Geneformer

Maintainer: ctheodoris

Total Score

158

Last updated 5/28/2024

🚀

PropertyValue
Model LinkView on HuggingFace
API SpecView on HuggingFace
Github LinkNo Github link provided
Paper LinkNo paper link provided

Create account to get full access

or

If you already have an account, we'll log you in

Model overview

Geneformer is a foundation transformer model pretrained on a large-scale corpus of ~30 million single cell transcriptomes. The model was developed by ctheodoris to enable context-aware predictions in settings with limited data in network biology. Geneformer uses a rank value encoding to represent each cell's transcriptome, which deprioritizes ubiquitously highly-expressed genes and prioritizes genes that distinguish cell state. This self-supervised pretraining approach allows the model to gain a fundamental understanding of network dynamics in a completely self-supervised manner.

Model inputs and outputs

Geneformer takes as input the rank value encoding of a single cell's transcriptome, and outputs predictions for masked genes within that cell state, using the context of the remaining unmasked genes. This allows the model to learn the relationships between genes and their expression patterns across different cell types and states.

Inputs

  • Rank value encoding of a single cell's transcriptome

Outputs

  • Predicted gene identities for masked positions in the input transcriptome

Capabilities

Geneformer has gained a deep understanding of biological network dynamics through its self-supervised pretraining on a large corpus of single cell data. This allows the model to make context-aware predictions that can be useful for a variety of network biology applications, even in settings with limited labeled data.

What can I use it for?

The Geneformer model can be fine-tuned for various tasks in network biology, such as gene function prediction, cell type classification, and drug target identification. By leveraging the model's inherent understanding of gene expression patterns and their relationships, researchers can develop powerful predictive models even when working with limited labeled data.

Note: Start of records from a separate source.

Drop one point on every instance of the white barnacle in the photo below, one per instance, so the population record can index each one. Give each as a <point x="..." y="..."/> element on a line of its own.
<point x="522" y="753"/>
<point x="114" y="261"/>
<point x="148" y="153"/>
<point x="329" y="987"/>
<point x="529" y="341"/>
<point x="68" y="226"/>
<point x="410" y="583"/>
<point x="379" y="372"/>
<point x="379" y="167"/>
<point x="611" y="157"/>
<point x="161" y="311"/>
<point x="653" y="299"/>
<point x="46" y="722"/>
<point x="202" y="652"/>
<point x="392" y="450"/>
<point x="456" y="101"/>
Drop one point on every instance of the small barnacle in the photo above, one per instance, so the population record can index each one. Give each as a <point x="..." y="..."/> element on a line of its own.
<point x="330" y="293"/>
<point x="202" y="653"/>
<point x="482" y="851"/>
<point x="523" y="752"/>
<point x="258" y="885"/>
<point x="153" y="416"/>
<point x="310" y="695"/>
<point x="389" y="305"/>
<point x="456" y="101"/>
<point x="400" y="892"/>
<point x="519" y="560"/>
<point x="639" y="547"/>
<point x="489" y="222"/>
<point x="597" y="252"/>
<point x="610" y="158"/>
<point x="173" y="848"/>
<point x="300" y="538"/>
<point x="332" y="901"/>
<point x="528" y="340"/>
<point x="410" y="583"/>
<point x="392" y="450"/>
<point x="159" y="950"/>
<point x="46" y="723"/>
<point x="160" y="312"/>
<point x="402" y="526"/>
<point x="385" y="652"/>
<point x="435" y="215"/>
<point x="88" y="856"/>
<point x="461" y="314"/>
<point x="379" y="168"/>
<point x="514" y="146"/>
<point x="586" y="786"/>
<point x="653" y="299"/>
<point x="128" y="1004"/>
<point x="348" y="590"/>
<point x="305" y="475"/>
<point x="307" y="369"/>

Additionally, the Genecorpus-30M pretraining dataset could be a valuable resource for other researchers working on similar problems in the field of single cell biology.

Things to try

One interesting aspect of Geneformer is its use of a rank value encoding to represent each cell's transcriptome. This nonparametric approach may be more robust to technical artifacts that can bias the absolute transcript counts, while still preserving the relative ranking of genes that distinguish cell state. Researchers could explore how this rank-based representation affects the model's performance and interpretability compared to more traditional approaches.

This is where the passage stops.